252 Notes about GLib 2.6.0
253 ======================
255 * GLib 2.6 introduces the concept of 'GLib filename encoding', which is the
256 on-disk encoding on Unix, but UTF-8 on Windows. All GLib functions
257 returning or accepting pathnames have been changed to expect
258 filenames in this encoding, and the common POSIX functions dealing
259 with pathnames have been wrapped. These wrappers are declared in the
260 header <glib/gstdio.h> which must be included explicitly; it is not
261 included through <glib.h>.
263 On current (NT-based) Windows versions, where the on-disk file names
264 are Unicode, these wrappers use the wide-character API in the C
265 library. Thus applications can handle file names containing any
266 Unicode characters through GLib's own API and its POSIX wrappers,
267 not just file names restricted to characters in the system codepage.
269 To keep binary compatibility with applications compiled against
270 older versions of GLib, the Windows DLL still provides entry points
271 with the old semantics using the old names, and applications
272 compiled against GLib 2.6 will actually use new names for the
273 functions. This is transparent to the programmer.
275 When compiling against GLib 2.6, applications intended to be
276 portable to Windows must take the UTF-8 file name encoding into
277 consideration, and use the gstdio wrappers to access files whose
278 names have been constructed from strings returned from GLib.
280 * Likewise, g_get_user_name() and g_get_real_name() have been changed
281 to return UTF-8 on Windows, while keeping the old semantics for
282 applications compiled against older versions of GLib.
284 * The GLib uses an '_' prefix to indicate private symbols that
285 must not be used by applications. On some platforms, symbols beginning
286 with prefixes such as _g will be exported from the library, on others not.
287 In no case can applications use these private symbols. In addition to that,
288 GLib+ 2.6 makes several symbols private which were not in any installed
289 header files and were never intended to be exported.
291 * To reduce code size and improve efficiency, GLib, when compiled
292 with the GNU toolchain, has separate internal and external entry
293 points for exported functions. The internal names, which begin with
294 IA__, may be seen when debugging a GLib program.
296 * On Windows, GLib no longer opens a console window when printing
297 warning messages if stdout or stderr are invalid, as they are in
298 "Windows subsystem" (GUI) applications.
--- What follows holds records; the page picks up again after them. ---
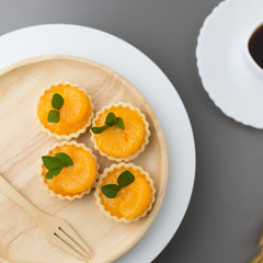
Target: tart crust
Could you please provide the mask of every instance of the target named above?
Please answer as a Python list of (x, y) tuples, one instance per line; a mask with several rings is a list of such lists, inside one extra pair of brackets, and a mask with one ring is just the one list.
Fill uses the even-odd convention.
[(110, 110), (112, 107), (118, 107), (118, 106), (128, 107), (132, 111), (137, 111), (138, 114), (141, 116), (141, 118), (144, 119), (144, 123), (145, 123), (145, 138), (144, 138), (144, 142), (141, 144), (140, 148), (137, 151), (135, 151), (133, 155), (128, 156), (128, 157), (119, 157), (119, 158), (117, 158), (117, 157), (108, 156), (105, 152), (101, 151), (99, 149), (99, 147), (96, 146), (94, 134), (90, 130), (90, 133), (91, 133), (91, 141), (94, 144), (94, 148), (100, 152), (100, 155), (106, 157), (108, 160), (117, 161), (117, 162), (121, 162), (121, 161), (128, 162), (128, 161), (132, 161), (135, 158), (137, 158), (139, 156), (139, 153), (145, 150), (145, 147), (149, 144), (149, 137), (150, 137), (149, 123), (146, 121), (145, 114), (142, 114), (138, 107), (133, 106), (130, 103), (124, 103), (124, 102), (112, 103), (112, 104), (110, 104), (107, 106), (102, 107), (101, 111), (96, 112), (95, 117), (93, 118), (91, 126), (92, 127), (95, 126), (96, 119), (99, 118), (100, 114), (102, 114), (104, 111)]
[[(125, 168), (133, 168), (135, 170), (139, 170), (142, 174), (145, 174), (146, 180), (148, 181), (148, 183), (149, 183), (149, 185), (150, 185), (150, 187), (152, 190), (152, 192), (151, 192), (151, 203), (150, 203), (149, 207), (145, 210), (144, 214), (141, 214), (140, 216), (138, 216), (136, 218), (126, 219), (124, 217), (118, 218), (116, 216), (112, 216), (110, 211), (105, 210), (105, 207), (104, 207), (104, 205), (101, 202), (101, 197), (100, 197), (101, 188), (100, 188), (100, 186), (102, 185), (103, 179), (106, 178), (107, 173), (114, 171), (115, 169), (119, 169), (119, 168), (123, 168), (123, 167), (125, 167)], [(129, 163), (121, 162), (121, 163), (117, 163), (117, 164), (114, 163), (110, 168), (104, 169), (103, 173), (100, 175), (100, 179), (99, 179), (99, 182), (96, 184), (95, 192), (94, 192), (94, 196), (96, 198), (96, 205), (99, 206), (100, 211), (103, 213), (106, 216), (106, 218), (108, 218), (108, 219), (113, 219), (116, 222), (125, 222), (125, 224), (129, 224), (132, 221), (137, 221), (141, 217), (145, 217), (147, 215), (147, 213), (149, 210), (151, 210), (151, 208), (152, 208), (152, 205), (153, 205), (153, 203), (156, 201), (155, 194), (156, 194), (156, 188), (153, 186), (153, 181), (150, 178), (149, 173), (146, 172), (141, 167), (135, 165), (132, 162), (129, 162)]]
[(52, 196), (56, 196), (58, 197), (59, 199), (68, 199), (68, 201), (73, 201), (73, 199), (80, 199), (82, 198), (85, 194), (89, 194), (91, 192), (91, 190), (96, 185), (96, 181), (99, 179), (99, 169), (100, 169), (100, 164), (98, 163), (98, 159), (96, 157), (93, 155), (92, 150), (90, 148), (88, 148), (84, 144), (78, 144), (77, 141), (72, 140), (72, 141), (62, 141), (62, 142), (56, 142), (52, 148), (49, 148), (47, 150), (47, 155), (54, 150), (55, 148), (57, 147), (61, 147), (64, 145), (73, 145), (78, 148), (82, 147), (85, 151), (88, 151), (94, 159), (95, 161), (95, 167), (96, 167), (96, 175), (95, 175), (95, 179), (94, 179), (94, 182), (93, 184), (84, 192), (80, 193), (80, 194), (76, 194), (73, 196), (70, 196), (70, 195), (61, 195), (61, 194), (56, 194), (54, 191), (52, 191), (48, 185), (45, 183), (45, 179), (43, 176), (43, 163), (41, 163), (41, 169), (39, 169), (39, 176), (41, 176), (41, 184), (44, 185), (44, 188), (46, 192), (50, 193)]
[[(42, 123), (41, 121), (38, 119), (37, 117), (37, 114), (36, 114), (36, 118), (37, 118), (37, 122), (38, 124), (41, 124), (42, 126), (42, 130), (44, 133), (46, 133), (49, 137), (53, 137), (57, 140), (70, 140), (72, 138), (77, 139), (79, 138), (80, 135), (84, 134), (87, 132), (87, 129), (91, 126), (91, 121), (92, 118), (94, 117), (94, 105), (92, 103), (92, 100), (91, 100), (91, 96), (87, 93), (87, 91), (84, 89), (80, 89), (78, 84), (72, 84), (70, 82), (58, 82), (58, 83), (55, 83), (55, 84), (49, 84), (48, 88), (44, 91), (44, 93), (42, 94), (42, 96), (46, 93), (46, 91), (50, 90), (53, 87), (57, 87), (59, 84), (62, 84), (62, 85), (71, 85), (71, 87), (75, 87), (75, 88), (78, 88), (80, 91), (83, 91), (84, 94), (88, 96), (88, 99), (90, 100), (90, 104), (91, 104), (91, 115), (89, 117), (89, 121), (87, 123), (87, 125), (82, 128), (82, 129), (79, 129), (77, 133), (75, 134), (70, 134), (70, 135), (58, 135), (58, 134), (55, 134), (55, 133), (52, 133), (48, 128), (46, 128)], [(42, 98), (41, 96), (41, 98)], [(39, 100), (38, 100), (39, 101)]]

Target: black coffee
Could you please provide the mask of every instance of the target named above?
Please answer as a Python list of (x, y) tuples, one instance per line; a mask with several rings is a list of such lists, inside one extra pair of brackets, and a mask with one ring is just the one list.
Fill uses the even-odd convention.
[(258, 27), (251, 35), (249, 52), (255, 62), (263, 69), (263, 25)]

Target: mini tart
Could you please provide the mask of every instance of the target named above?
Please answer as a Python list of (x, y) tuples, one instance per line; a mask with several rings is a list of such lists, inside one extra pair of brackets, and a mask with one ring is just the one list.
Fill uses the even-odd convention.
[[(116, 197), (107, 198), (101, 191), (102, 186), (117, 184), (118, 175), (126, 170), (134, 174), (135, 181), (123, 187)], [(103, 171), (94, 193), (96, 205), (107, 218), (126, 224), (137, 221), (151, 210), (155, 194), (153, 181), (149, 173), (144, 171), (141, 167), (124, 162), (112, 164)]]
[[(64, 105), (59, 111), (58, 123), (49, 123), (47, 116), (52, 106), (52, 99), (55, 93), (64, 98)], [(93, 104), (91, 98), (77, 84), (59, 83), (50, 85), (41, 96), (37, 104), (37, 119), (43, 130), (56, 139), (70, 140), (84, 134), (93, 118)]]
[(72, 159), (73, 165), (62, 168), (61, 172), (53, 179), (46, 179), (47, 169), (42, 163), (39, 175), (45, 190), (59, 199), (68, 201), (89, 194), (95, 186), (100, 169), (92, 150), (83, 144), (64, 141), (55, 144), (46, 156), (55, 156), (57, 152), (67, 153)]
[(138, 157), (145, 150), (146, 145), (149, 144), (149, 124), (139, 108), (129, 103), (118, 102), (98, 112), (92, 121), (92, 127), (103, 126), (110, 112), (113, 112), (116, 117), (123, 118), (125, 129), (114, 125), (102, 134), (93, 134), (90, 130), (91, 140), (94, 148), (102, 156), (107, 157), (108, 160), (117, 162), (130, 161)]

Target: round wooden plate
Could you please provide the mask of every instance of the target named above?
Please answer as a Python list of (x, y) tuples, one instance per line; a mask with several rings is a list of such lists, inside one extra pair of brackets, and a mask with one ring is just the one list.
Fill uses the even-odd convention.
[[(56, 141), (41, 132), (36, 122), (38, 98), (50, 83), (71, 82), (87, 89), (94, 111), (111, 102), (130, 102), (146, 115), (150, 142), (133, 162), (155, 181), (156, 203), (147, 217), (117, 224), (95, 205), (94, 192), (73, 202), (59, 201), (44, 191), (37, 171), (41, 157)], [(0, 71), (0, 173), (42, 210), (61, 217), (79, 232), (93, 251), (91, 263), (112, 262), (127, 252), (155, 219), (164, 196), (168, 156), (161, 126), (146, 99), (115, 71), (73, 56), (42, 56), (16, 62)], [(93, 149), (90, 133), (79, 139)], [(98, 151), (100, 172), (111, 161)], [(75, 263), (78, 259), (54, 247), (24, 210), (0, 195), (0, 256), (8, 262)]]

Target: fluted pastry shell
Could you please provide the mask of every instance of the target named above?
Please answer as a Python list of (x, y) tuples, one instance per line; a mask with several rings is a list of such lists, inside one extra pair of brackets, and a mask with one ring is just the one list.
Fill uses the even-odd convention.
[[(136, 218), (126, 219), (124, 217), (118, 218), (116, 216), (112, 216), (111, 213), (105, 209), (104, 205), (101, 202), (101, 197), (100, 197), (101, 187), (100, 186), (102, 185), (103, 179), (106, 178), (110, 172), (114, 171), (115, 169), (123, 168), (123, 167), (125, 167), (125, 168), (133, 168), (135, 170), (139, 170), (146, 176), (146, 180), (148, 181), (148, 183), (149, 183), (149, 185), (151, 187), (151, 203), (150, 203), (149, 207), (144, 211), (144, 214), (139, 215)], [(156, 188), (153, 186), (153, 181), (150, 178), (149, 173), (146, 172), (141, 167), (135, 165), (132, 162), (129, 162), (129, 163), (121, 162), (121, 163), (117, 163), (117, 164), (114, 163), (110, 168), (104, 169), (103, 173), (100, 175), (100, 179), (99, 179), (99, 182), (96, 184), (95, 192), (94, 192), (94, 196), (96, 198), (96, 205), (99, 206), (101, 213), (103, 213), (106, 216), (106, 218), (108, 218), (108, 219), (113, 219), (116, 222), (125, 222), (125, 224), (129, 224), (132, 221), (134, 222), (134, 221), (137, 221), (140, 218), (145, 217), (147, 215), (147, 213), (149, 210), (151, 210), (151, 208), (152, 208), (152, 205), (153, 205), (153, 203), (156, 201), (155, 194), (156, 194)]]

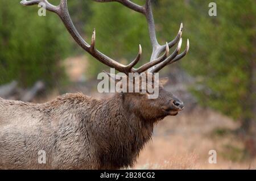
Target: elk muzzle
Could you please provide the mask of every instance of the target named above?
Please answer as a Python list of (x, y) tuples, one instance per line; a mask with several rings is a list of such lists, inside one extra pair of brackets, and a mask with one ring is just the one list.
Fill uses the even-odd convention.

Simply redirect stdout or
299 stderr if you need to see them.
301 * The child watch functionality tends to reveal a bug in many
302 thread implementations (in particular the older LinuxThreads
303 implementation on Linux) where it's not possible to call waitpid()
304 for a child created in a different thread. For this reason, for
305 maximum portability, you should structure your code to fork all
306 child processes that you want to wait for from the main thread.
308 * A problem was recently discovered with g_signal_connect_object();
309 it doesn't actually disconnect the signal handler once the object being
310 connected to dies, just disables it. See the API docs for the function
311 for further details and the correct workaround that will continue to
312 work with future versions of GLib.